Head First Data

Head First Data

Lab 5 – Ingest Data with Pipeline

A simple way to ingest data is to use a Copy Data activity in a pipeline to extract the data from a source and copy it to a file in the lakehouse.

  1. On the Home page of your LH_Fabric_Bootcamp lakehouse, select Get data and then select New data pipeline
  1. Create a new data pipeline named Ingest Sales Data.
  2. If the Copy Data wizard doesn’t open automatically, select Copy Data > Use copy assistant in the pipeline editor page.
  3. In the Copy Data wizard, on the Choose data source page, type HTTP in the search bar and then select HTTP in the New sources section.
  1. In the Connect to data source pane, enter the following settings for the connection to your data source:
    • URL: https://raw.githubusercontent.com/MicrosoftLearning/dp-data/main/sales.csv
    • Connection: Create new connection
    • Connection nameSpecify a unique name
    • Data gateway: (none)
    • Authentication kind: Anonymous
  2. Select Next. Then ensure the following settings are selected:
    • Relative URLLeave blank
    • Request method: GET
    • Additional headersLeave blank
    • Binary copy: Unselected
    • Request timeoutLeave blank
    • Max concurrent connectionsLeave blank
  3. Select Next, and wait for the data to be sampled and then ensure that the following settings are selected:
    • File format: DelimitedText
    • Column delimiter: Comma (,)
    • Row delimiter: Line feed (\n)
    • First row as header: Selected
    • Compression type: No compression
  4. Select Preview data to see a sample of the data that will be ingested. Then close the data preview and select Next.
  5. On the Connect to data destination page, set the following data destination options, and then select Next:
    • Root folder: Files
    • Folder path name: new_data
    • File name: sales.csv
    • Copy behavior: None
  6. Set the following file format options and then select Next:
    • File format: DelimitedText
    • Column delimiter: Comma (,)
    • Row delimiter: Line feed (\n)
    • Add header to file: Selected
    • Compression type: No compression
  7. On the Copy summary page, review the details of your copy operation and then select Save + Run. A new pipeline containing a Copy Data activity is created, as shown below:
  1. When the pipeline starts to run, you can monitor its status in the Output pane under the pipeline designer. Use the  (Refresh) icon to refresh the status, and wait until it has succeeded.
  2. In the menu bar on the left, select your lakehouse.
  3. On the Home page, in the Explorer pane, expand Files and select the new_data folder to verify that the sales.csv file has been copied.

Create a notebook

  1. On the Home page for your lakehouse, in the Open notebook menu, select New notebook.

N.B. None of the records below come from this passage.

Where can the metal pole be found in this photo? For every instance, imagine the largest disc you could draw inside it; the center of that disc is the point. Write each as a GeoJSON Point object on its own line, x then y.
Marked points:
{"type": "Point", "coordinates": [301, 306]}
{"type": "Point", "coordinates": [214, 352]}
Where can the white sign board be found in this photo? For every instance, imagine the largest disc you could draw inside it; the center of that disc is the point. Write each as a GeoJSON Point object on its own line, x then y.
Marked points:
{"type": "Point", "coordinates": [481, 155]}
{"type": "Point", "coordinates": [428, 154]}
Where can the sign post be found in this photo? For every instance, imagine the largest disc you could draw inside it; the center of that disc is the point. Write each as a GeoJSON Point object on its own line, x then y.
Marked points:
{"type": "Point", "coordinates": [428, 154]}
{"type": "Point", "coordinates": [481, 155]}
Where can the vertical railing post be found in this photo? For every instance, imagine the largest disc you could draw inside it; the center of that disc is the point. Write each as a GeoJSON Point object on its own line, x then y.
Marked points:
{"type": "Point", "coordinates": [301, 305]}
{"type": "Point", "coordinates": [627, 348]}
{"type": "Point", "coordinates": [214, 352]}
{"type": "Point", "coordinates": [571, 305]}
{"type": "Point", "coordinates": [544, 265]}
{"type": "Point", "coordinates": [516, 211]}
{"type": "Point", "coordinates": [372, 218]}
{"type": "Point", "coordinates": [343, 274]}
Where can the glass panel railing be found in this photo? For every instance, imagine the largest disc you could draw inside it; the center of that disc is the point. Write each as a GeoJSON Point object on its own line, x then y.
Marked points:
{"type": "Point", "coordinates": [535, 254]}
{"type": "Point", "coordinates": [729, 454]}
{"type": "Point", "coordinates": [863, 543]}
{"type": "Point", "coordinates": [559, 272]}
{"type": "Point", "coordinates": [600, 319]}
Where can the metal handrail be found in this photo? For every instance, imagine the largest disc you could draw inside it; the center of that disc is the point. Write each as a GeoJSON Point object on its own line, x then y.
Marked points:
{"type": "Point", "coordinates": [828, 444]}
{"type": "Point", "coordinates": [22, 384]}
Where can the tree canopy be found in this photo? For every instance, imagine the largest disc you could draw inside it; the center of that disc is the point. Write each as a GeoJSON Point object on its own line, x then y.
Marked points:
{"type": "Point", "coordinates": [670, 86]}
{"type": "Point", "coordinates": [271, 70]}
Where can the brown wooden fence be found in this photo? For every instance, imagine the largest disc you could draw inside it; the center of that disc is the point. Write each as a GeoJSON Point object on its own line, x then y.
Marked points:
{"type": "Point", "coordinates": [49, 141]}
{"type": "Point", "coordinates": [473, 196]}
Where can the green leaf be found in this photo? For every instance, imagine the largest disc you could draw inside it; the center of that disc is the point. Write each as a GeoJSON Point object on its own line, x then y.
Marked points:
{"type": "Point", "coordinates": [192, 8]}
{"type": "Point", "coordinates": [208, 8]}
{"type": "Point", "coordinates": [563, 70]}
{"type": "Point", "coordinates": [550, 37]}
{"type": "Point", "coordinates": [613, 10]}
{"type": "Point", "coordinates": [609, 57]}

After a few seconds, a new notebook containing a single cell will open.

  1. Select the existing cell in the notebook that contains some sample code, and then replace the default code with the following variable declaration.
table_name = "salesPipeline"
  1. In the  menu for the cell (at its top-right) select Toggle parameter cell. This configures the cell so that the variables declared in it are treated as parameters when running the notebook from a pipeline.
  2. Under the parameters cell, use the + Code button to add a new code cell. Then add the following code to it:
from pyspark.sql.functions import *

# Read the new sales data
df = spark.read.format("csv").option("header","true").load("Files/new_data/*.csv")

## Add month and year columns
df = df.withColumn("Year", year(col("OrderDate"))).withColumn("Month", month(col("OrderDate")))

# Derive FirstName and LastName columns
df = df.withColumn("FirstName", split(col("CustomerName"), " ").getItem(0)).withColumn("LastName", split(col("CustomerName"), " ").getItem(1))

# Filter and reorder columns
df = df["SalesOrderNumber", "SalesOrderLineNumber", "OrderDate", "Year", "Month", "FirstName", "LastName", "EmailAddress", "Item", "Quantity", "UnitPrice", "TaxAmount"]

# Load the data into a table
df.write.format("delta").mode("append").saveAsTable(table_name)
  1. This code loads the data from the sales.csv file that was ingested by the Copy Data activity, applies some transformation logic, and saves the transformed data as a table – appending the data if the table already exists.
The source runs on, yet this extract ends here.